Our exploratory by-component analysis suggests that change in body weight is a main driver of the Score’s association with diabetes risk. This is expected given that the DPP study enrolled participants with overweight and obesity and there is strong evidence that weight loss is a major contributor to reduced diabetes incidence [18, 36]. However, exploratory findings suggest PA, plant-based foods, and fast foods components may also be driving some of the associations seen in this study. Both the five nutrition components combined, as well as the Score excluding the weight component, were also associated with reduced diabetes risk in the PLB group.

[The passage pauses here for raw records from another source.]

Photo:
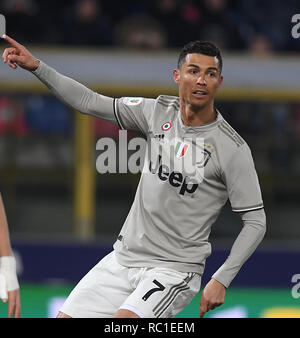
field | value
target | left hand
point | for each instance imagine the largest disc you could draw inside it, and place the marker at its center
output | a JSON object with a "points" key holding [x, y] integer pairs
{"points": [[212, 296], [9, 286]]}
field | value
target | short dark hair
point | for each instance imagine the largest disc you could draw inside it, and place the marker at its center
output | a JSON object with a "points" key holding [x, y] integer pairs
{"points": [[200, 47]]}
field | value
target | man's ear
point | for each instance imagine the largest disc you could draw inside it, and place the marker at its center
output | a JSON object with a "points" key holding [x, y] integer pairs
{"points": [[221, 80], [176, 75]]}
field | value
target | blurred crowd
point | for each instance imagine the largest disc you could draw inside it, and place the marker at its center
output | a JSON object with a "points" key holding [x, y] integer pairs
{"points": [[255, 26]]}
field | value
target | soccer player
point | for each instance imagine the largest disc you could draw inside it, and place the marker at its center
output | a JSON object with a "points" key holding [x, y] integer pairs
{"points": [[9, 286], [159, 256]]}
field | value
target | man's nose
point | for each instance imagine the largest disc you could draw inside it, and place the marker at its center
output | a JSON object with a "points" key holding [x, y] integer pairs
{"points": [[201, 80]]}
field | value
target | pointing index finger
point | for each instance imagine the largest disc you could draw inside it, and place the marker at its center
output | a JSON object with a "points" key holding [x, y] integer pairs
{"points": [[13, 42]]}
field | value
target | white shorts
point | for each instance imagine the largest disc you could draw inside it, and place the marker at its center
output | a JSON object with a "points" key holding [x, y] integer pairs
{"points": [[148, 292]]}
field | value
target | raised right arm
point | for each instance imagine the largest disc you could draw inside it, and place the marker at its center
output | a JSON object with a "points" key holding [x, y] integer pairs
{"points": [[64, 88]]}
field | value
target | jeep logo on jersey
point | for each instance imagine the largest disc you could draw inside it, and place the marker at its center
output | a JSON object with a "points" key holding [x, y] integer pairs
{"points": [[166, 126], [175, 178]]}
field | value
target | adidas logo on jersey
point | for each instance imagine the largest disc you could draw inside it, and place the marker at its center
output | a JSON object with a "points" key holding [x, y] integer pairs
{"points": [[175, 178]]}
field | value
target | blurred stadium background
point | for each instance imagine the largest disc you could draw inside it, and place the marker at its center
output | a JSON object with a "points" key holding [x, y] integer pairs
{"points": [[64, 216]]}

Additionally, given this study had a small proportion of smokers and overall low alcohol consumption, it is unsurprising there was no effect modification by smoking status or that, overall, alcohol was not a driving factor in this population. Though there was an increased risk of diabetes with greater alignment with the alcohol recommendation in the ILS group, this finding was consistent with previous research, which has reported that moderate alcohol use is associated with lower diabetes risk and lower insulin secretion at similar levels of insulin resistance [37, 38]. The relationship observed in this study may be due to low rates of alcohol consumption in the cohort or may be confounded by other unmeasured factors; however, despite this paradoxical association, the association between higher Scores and decreased diabetes incidence was still robust. Indeed, the Score was not developed to investigate one component alone, and adherence to each recommendation and the impact of each component on disease risk may vary by population. Many 2018 WCRF/AICR Cancer Prevention Recommendations included in the Score are also interrelated (e.g., fast food and SSB recommendations are based on evidence linking intake with obesity). Greater emphasis should thus be on the total Score and examining how the combined recommendations impact disease risk.

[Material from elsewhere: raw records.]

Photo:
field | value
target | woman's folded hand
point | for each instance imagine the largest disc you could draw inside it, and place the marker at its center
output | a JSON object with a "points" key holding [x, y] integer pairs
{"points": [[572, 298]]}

There are many strengths in this study. First, this study used a standardized scoring system for lifestyle behavior changes. Second, although the ILS curriculum in DPP did not specifically examine adherence to the 2018 WCRF/AICR Cancer Prevention Recommendations, their guidance on body weight, PA goals, and healthy eating aligned well with them. Additionally, the lifestyle sessions that reinforced the ILS group’s healthy choices and the lifestyle sessions provided to all participants after DPP provided an opportunity to further examine how changes in compliance impacted diabetes risk. Lastly, the study included a diverse group of participants, data were collected at multiple time points allowing for the study of time-dependent Score changes, and the follow-up period beyond the DPP intervention enabled examination of diabetes risk over 15 years.

Limitations included recall bias and potential misclassification due to measurement error from self-report questionnaires. The cut-points in the WCRF/AICR Score may also not be ideal for all participants. E.g., WHO and the 2018 WCRF/AICR 3rd expert report suggest alternate BMI and WC cut-points for Asian adults. However, in a sensitivity analysis with updated cut-points, Asian/Pacific Islander participants remained the highest scoring group. Additionally, though this study was in a diverse sample of participants, there were small sample sizes for some race/ethnic groups in stratified analyses. Future studies can examine if there are similar differences in associations by race/ethnicity.

As previously mentioned, there is also the potential for survivor bias. Lastly, all components are weighted equally, though there are likely differential effects. Future methodological work could examine the implications of reweighting components.

Conclusions

Our study suggests that adapting a lifestyle to better align with the 2018 WCRF/AICR Cancer Prevention Recommendations may reduce risk of diabetes in high-risk adults with pre-diabetes. Weight loss alone did not appear to be the only driver of reduced risk for diabetes, but also PA and dietary changes. Future research should explore how diabetes risk reduction may impact cancer risk in populations with prediabetes.